I temi principali ruotano attorno al rapporto padre e figlia, fulcro di questo pilot: le numerose incomprensioni e la reciproca delusione per il segreto celato si mischiano nella loro già intricata relazione, che li fa vorticare tra lavoro e famiglia, distruggendo i già flebili equilibri. Svelati gli altarini, emerge un forte desiderio di accettazione da parte della figlia verso il protagonista, tanto da aver votato la sua vita alla perfezione pur di colmare la mancanza data dal lavoro del padre. In tutto ciò questo primo episodio si inquadra a pieno nel “tale padre tale figlia”, incasellando una similitudine dietro l’altra tra i due, all’interno del classico cliché, unito all’altro stereotipo del padre forte, invincibile, che sa sempre cosa fare meglio di tutti e che tira tutti fuori dai guai alla vecchia maniera, perché a lui riesce sempre tutto bene. Non c’è innovazione; l’unico lato positivo è che Schwarzenegger nell’interpretazione di questo ruolo è letteralmente perfetto.

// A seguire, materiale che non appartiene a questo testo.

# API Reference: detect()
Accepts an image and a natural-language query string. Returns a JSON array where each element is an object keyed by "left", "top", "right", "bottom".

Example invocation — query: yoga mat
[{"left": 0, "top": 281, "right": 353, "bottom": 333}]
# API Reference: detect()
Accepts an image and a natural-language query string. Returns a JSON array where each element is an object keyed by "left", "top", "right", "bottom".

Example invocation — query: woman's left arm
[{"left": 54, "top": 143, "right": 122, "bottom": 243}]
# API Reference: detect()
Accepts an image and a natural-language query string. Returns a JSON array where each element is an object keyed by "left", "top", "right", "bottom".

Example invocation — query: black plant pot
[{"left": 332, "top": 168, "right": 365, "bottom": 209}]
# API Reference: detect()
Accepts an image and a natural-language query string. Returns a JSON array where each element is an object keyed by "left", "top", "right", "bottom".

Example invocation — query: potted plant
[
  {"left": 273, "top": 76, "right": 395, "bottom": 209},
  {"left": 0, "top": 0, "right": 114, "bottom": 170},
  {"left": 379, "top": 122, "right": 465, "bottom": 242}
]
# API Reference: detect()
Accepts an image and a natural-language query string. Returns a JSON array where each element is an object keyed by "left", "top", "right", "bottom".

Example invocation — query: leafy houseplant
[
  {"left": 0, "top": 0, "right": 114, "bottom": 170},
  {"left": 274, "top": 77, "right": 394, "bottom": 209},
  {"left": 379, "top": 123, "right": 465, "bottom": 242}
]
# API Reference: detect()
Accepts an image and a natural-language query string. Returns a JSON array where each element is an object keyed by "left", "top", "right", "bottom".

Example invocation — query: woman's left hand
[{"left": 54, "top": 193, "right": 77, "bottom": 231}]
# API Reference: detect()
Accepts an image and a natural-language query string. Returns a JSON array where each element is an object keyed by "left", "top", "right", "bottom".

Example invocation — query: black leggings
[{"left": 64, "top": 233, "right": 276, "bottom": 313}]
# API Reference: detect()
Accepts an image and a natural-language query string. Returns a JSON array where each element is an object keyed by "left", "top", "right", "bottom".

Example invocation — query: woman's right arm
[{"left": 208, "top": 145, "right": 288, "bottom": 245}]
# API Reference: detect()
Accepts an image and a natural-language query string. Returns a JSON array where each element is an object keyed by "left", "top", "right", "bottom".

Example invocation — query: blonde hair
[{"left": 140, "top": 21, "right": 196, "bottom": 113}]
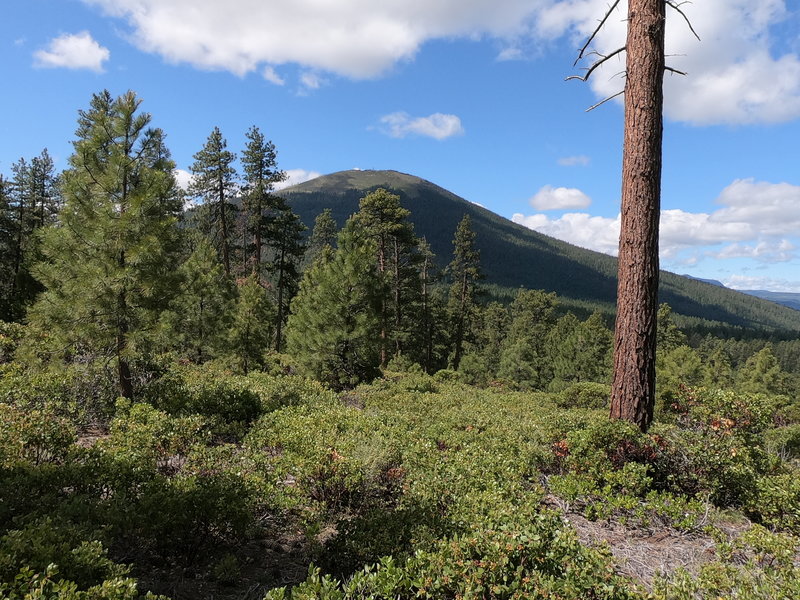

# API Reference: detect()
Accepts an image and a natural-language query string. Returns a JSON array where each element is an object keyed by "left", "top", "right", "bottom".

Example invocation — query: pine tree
[
  {"left": 229, "top": 274, "right": 275, "bottom": 374},
  {"left": 303, "top": 208, "right": 338, "bottom": 270},
  {"left": 242, "top": 125, "right": 286, "bottom": 276},
  {"left": 447, "top": 215, "right": 482, "bottom": 370},
  {"left": 286, "top": 219, "right": 383, "bottom": 387},
  {"left": 355, "top": 188, "right": 419, "bottom": 366},
  {"left": 268, "top": 204, "right": 306, "bottom": 352},
  {"left": 162, "top": 236, "right": 234, "bottom": 363},
  {"left": 30, "top": 91, "right": 181, "bottom": 398},
  {"left": 499, "top": 290, "right": 557, "bottom": 389},
  {"left": 189, "top": 127, "right": 236, "bottom": 276},
  {"left": 0, "top": 175, "right": 14, "bottom": 321}
]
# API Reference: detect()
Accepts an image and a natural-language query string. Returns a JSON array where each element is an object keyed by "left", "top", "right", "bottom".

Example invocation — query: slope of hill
[
  {"left": 281, "top": 170, "right": 800, "bottom": 331},
  {"left": 740, "top": 290, "right": 800, "bottom": 310}
]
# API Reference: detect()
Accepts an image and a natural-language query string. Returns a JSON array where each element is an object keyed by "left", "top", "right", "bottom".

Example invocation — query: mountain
[
  {"left": 281, "top": 170, "right": 800, "bottom": 332},
  {"left": 739, "top": 290, "right": 800, "bottom": 310}
]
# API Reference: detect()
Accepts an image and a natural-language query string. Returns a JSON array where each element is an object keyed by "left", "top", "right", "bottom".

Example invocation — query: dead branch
[
  {"left": 564, "top": 46, "right": 625, "bottom": 81},
  {"left": 572, "top": 0, "right": 620, "bottom": 66},
  {"left": 667, "top": 0, "right": 701, "bottom": 42},
  {"left": 583, "top": 90, "right": 625, "bottom": 112}
]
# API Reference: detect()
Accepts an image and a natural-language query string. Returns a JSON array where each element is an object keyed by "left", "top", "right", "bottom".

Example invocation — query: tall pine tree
[
  {"left": 30, "top": 91, "right": 181, "bottom": 398},
  {"left": 189, "top": 127, "right": 236, "bottom": 276}
]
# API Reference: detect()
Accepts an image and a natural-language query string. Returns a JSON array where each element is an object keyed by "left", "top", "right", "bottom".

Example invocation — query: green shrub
[{"left": 555, "top": 381, "right": 611, "bottom": 408}]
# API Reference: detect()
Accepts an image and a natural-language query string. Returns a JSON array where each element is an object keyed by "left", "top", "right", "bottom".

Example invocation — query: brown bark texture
[{"left": 611, "top": 0, "right": 666, "bottom": 431}]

FUBAR – 1x01 Take Your Daughter To Work DayCi si aspetta dai successivi episodi che i protagonisti avranno modo di conoscersi di più, ma senza svelare granché di profondo, se non che oltre la facciata forte celano sicuramente un cuore d’oro, e che è altrettanto certo che questa missione li unirà come mai lo sono stati prima.

Insomma, un finale semplice da ipotizzare, quello che ci aspetta, il tutto nella cornice della missione da portare a termine. Si ritrova un classico schema narrativo, dove l’elemento di “novità” semplicemente non c’è, e di certo non può essere rappresentato dall’intreccio tra la storia personale padre-figlia e la missione della CIA. La storia potrebbe anche essere avvincente – almeno in apparenza – ma di fatto appare da subito poco strutturata nel contenuto. Si ha come l’impressione che gli elementi importanti, che compongono la “ciccia” di ciò che c’è da sapere su FUBAR, siano già emersi: questo pilot insomma pone fin troppe basi per la narrazione principale. L’episodio tutto sommato scorre grazie a qualche scena sul filo dell’ironico, che aiuta ad alleggerire questi 50 minuti, forse un tempo eccessivo per lo show che si prospetta, con altri 7 episodi di altrettanta lunghezza. FUBAR si presenta come un prodotto a un passo dalla banalità, che ha molto di già visto e lascia purtroppo poco spazio all’immaginazione.